Wednesday, February 15, 2006

Why the "city that never sleeps" may be putting us to bed.

It’s safe to say we have all grown a bit tired with New York nightlife. If I find myself one more time on the corner of 27th and 10th I may have to throw myself onto a moving taxi. Or at least, I would try. But they’re all at a stand-still.
First there was Bungalow. Then Marquee. Then Cain. But in the last year alone we’ve witnessed the birth of Home, Guesthouse, Bed and Stereo just to name a few. West Chelsea has turned into Mardi Gras—a drunken mess of tourists and wannabes.

Last week I found myself on the rare tour of the West Chelsea club circuit. I know, I know, but it was Fashion Week and some friends were in town and well, it just kinda happened. So when I got inside I desperately tried to search for something appealing. Familiar faces? No. Good DJ? Not really. Intimidatingly cool crowd? Absolutely not. So if all of New York’s “hottest” clubs completely fucking suck, what do people do for a good time in this town?

Now for me personally, I can have fun in a cardboard box. All I need is a stiff drink and a loaded iPod. But what about those people that need more direction? Who crave the scene? I mean honestly, where have all the club kids gone? And if you tell me fucking Encore, that’s it.

Though some will say, it’s Happy Valley. I happened to stumble in there last week for the after party of the Heatherette fashion show. Now, we’re all familiar with Richie Rich and his freakish little antics, but this crowd was a force to be reckoned with. I mean there were swings, and tutus and orange Mohawks. Not to mention, enough iridescent periwinkle eye shadow to paint the town purple. We did one lap and were out. “What the fuck was that all about?” we thought.

A week later I picked up the most recent issue of New York magazine only to find an album of images from that freakish night out. They were included in an article chronicling the return of Susanne Bartsch, the 55-year-old “underground iconoclast” whose 1980’s club promoting “cured New York of its post-disco hangover.” Like myself, she feels that “the state of nightlife today, it’s dismal! The clubs are soulless, dollar-driven. There is no energy.” So as a result, she has risen from her tomb of obscurity to host the Tuesday freak-fest at Happy Valley. But I honestly just didn’t get it.

So what does that make me? I am tragically cliché? Just bourgeois and bored? I hope not. Now, we may love our 80’s music, watch every John Hughes/Molly Ringwald marathon, and leggings have returned as this year’s True Religion jeans, but 80’s-style clubbing? Can our generation really hang? I mean, we were just wee little things back then. The raciest I got was mimicking the Thriller dance in front of the TV. Now I’m supposed to party like Susanne Bartsch? Or understand where she’s coming from with all this crazy masquerading? I don’t know about all of that.

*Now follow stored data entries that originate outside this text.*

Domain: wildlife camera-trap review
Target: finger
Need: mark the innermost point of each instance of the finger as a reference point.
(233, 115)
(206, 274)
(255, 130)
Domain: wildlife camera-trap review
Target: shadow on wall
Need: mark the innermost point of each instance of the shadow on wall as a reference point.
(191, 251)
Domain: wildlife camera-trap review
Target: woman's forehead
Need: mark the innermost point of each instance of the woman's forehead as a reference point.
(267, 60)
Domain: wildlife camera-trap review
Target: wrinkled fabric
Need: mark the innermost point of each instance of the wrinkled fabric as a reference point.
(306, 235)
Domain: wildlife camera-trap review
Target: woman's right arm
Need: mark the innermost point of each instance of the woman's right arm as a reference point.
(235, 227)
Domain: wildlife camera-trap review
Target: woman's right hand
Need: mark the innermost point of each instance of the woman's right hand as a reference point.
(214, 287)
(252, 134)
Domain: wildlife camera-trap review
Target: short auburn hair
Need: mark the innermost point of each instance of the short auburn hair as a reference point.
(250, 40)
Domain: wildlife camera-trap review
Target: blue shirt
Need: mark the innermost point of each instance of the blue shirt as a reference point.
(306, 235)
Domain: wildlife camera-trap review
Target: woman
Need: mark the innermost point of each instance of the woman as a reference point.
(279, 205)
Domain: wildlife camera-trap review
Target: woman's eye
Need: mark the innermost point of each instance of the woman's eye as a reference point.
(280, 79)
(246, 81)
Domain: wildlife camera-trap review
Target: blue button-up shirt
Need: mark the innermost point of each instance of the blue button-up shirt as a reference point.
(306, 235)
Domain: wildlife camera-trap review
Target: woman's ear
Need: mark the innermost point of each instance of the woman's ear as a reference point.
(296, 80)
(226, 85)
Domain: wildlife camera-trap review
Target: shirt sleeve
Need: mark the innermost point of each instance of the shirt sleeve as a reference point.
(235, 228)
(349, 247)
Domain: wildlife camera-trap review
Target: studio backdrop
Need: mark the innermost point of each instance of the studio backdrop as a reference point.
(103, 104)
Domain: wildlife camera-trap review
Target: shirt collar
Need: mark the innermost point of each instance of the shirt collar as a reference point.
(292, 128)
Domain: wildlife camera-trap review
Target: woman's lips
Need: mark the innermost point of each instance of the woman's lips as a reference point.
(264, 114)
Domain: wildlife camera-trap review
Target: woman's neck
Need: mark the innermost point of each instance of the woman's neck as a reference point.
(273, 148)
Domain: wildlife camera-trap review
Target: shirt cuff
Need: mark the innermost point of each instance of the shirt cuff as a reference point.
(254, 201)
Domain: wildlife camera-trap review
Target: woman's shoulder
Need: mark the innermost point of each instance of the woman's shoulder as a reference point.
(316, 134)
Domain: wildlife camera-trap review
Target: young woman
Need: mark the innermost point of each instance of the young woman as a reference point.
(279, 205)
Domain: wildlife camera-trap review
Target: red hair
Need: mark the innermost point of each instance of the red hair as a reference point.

The world has changed since then. We’ve had AIDS. We’ve had war. We’ve had hip-hop. And we’ve reacted to all of it. We’ve created a conformist society that we all—maybe reluctantly—are a part of. So does that make us boring? I guess. Or more maybe we’re just more realistic than we are voyeuristic. And personally, I think that’s a good thing. Now if I could just find myself I decent good time I’d be all set.

Final Word: Although truly decadent days may be behind us, that’s no reason to stop the party.